This morning, we continue to journey through the season of Epiphany. And I know that this liturgical time of the year is not figuring highly in your diaries and calendars, but it gives context to the readings we share between January 6 and the first Sunday of Lent. Epiphany is all about revelation, of showing who Jesus was in his early life and beginnings of his ministry and his relationship with God.

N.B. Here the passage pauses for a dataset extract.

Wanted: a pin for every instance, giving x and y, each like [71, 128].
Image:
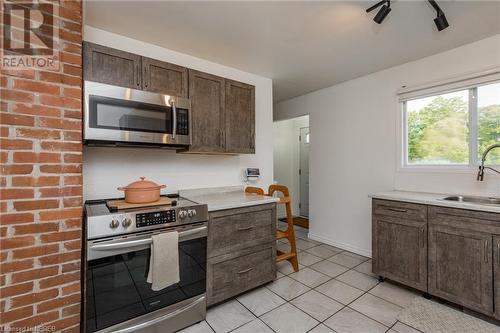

Matthew 5 is the beginning of Jesus’ Sermon On the Mount. He begins this long exhortation with words of blessing. Blessed are the poor in the spirit, those who mourn, those who are hungry… for good things shall come to them. Jesus sets up his message by addressing the lowly, those down on their luck and his words would have been countercultural to listeners ever since. How can these folks have anything to look forward to? I discovered this week that my usual translation of Beatitude as Be-Attitude or as an “attitude” one should “be” is actually linguistically incorrect. The word comes from the Latin, Beati, which means “happy”. Jesus begins his teachings with affirmations. The community who would hear these statements of blessing were a group down on their luck. The temple had been destroyed yet again; the early followers of the Way were without their leader Jesus. They scattered out of fear for lives because of their new beliefs. They were all these things. Jesus’ words of blessing were for everyone, they were inclusive, no one was left out.